IQAGPT: Image Quality Assessment with Vision-language and ChatGPT Models
- URL: http://arxiv.org/abs/2312.15663v1
- Date: Mon, 25 Dec 2023 09:13:18 GMT
- Title: IQAGPT: Image Quality Assessment with Vision-language and ChatGPT Models
- Authors: Zhihao Chen, Bin Hu, Chuang Niu, Tao Chen, Yuxin Li, Hongming Shan, Ge
Wang
- Abstract summary: This paper introduces IQAGPT, an innovative image quality assessment system integrating an image quality captioning VLM with ChatGPT.
We build a CT-IQA dataset for training and evaluation, comprising 1,000 CT slices with diverse quality levels professionally annotated.
To better leverage the capabilities of LLMs, we convert annotated quality scores into semantically rich text descriptions using a prompt template.
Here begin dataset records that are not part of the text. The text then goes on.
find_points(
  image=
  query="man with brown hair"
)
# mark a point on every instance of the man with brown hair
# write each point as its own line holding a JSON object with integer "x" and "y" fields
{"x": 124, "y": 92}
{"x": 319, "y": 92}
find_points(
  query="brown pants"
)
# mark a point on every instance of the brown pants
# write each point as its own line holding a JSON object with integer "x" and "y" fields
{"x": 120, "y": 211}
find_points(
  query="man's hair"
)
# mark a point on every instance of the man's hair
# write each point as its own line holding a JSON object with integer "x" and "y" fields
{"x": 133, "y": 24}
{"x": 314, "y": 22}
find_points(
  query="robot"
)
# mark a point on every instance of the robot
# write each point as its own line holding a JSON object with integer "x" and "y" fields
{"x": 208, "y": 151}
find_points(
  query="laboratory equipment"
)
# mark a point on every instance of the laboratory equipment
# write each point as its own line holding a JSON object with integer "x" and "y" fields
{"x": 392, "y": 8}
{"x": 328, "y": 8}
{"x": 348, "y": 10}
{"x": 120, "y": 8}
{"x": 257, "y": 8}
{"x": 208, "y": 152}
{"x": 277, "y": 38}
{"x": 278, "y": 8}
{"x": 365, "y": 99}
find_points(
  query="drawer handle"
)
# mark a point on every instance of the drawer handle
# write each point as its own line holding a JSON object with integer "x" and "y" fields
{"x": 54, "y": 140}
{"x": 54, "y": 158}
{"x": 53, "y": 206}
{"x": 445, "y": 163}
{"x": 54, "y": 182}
- Score: 23.99102775778499
- License: http://arxiv.org/licenses/nonexclusive-distrib/1.0/
- Abstract: Large language models (LLMs), such as ChatGPT, have demonstrated impressive
capabilities in various tasks and attracted an increasing interest as a natural
language interface across many domains. Recently, large vision-language models
(VLMs) like BLIP-2 and GPT-4 have been intensively investigated, which learn
rich vision-language correlation from image-text pairs. However, despite these
developments, the application of LLMs and VLMs in image quality assessment
(IQA), particularly in medical imaging, remains to be explored, which is
valuable for objective performance evaluation and potential supplement or even
replacement of radiologists' opinions. To this end, this paper introduces
IQAGPT, an innovative image quality assessment system integrating an image
quality captioning VLM with ChatGPT for generating quality scores and textual
reports. First, we build a CT-IQA dataset for training and evaluation,
comprising 1,000 CT slices with diverse quality levels professionally
annotated. To better leverage the capabilities of LLMs, we convert annotated
quality scores into semantically rich text descriptions using a prompt
template. Second, we fine-tune the image quality captioning VLM on the CT-IQA
dataset to generate quality descriptions. The captioning model fuses the image
and text features through cross-modal attention. Third, based on the quality
descriptions, users can talk with ChatGPT to rate image quality scores or
produce a radiological quality report. Our preliminary results demonstrate the
feasibility of assessing image quality with large models. Remarkably, our
IQAGPT outperforms GPT-4 and CLIP-IQA, as well as the multi-task classification
and regression models that solely rely on images.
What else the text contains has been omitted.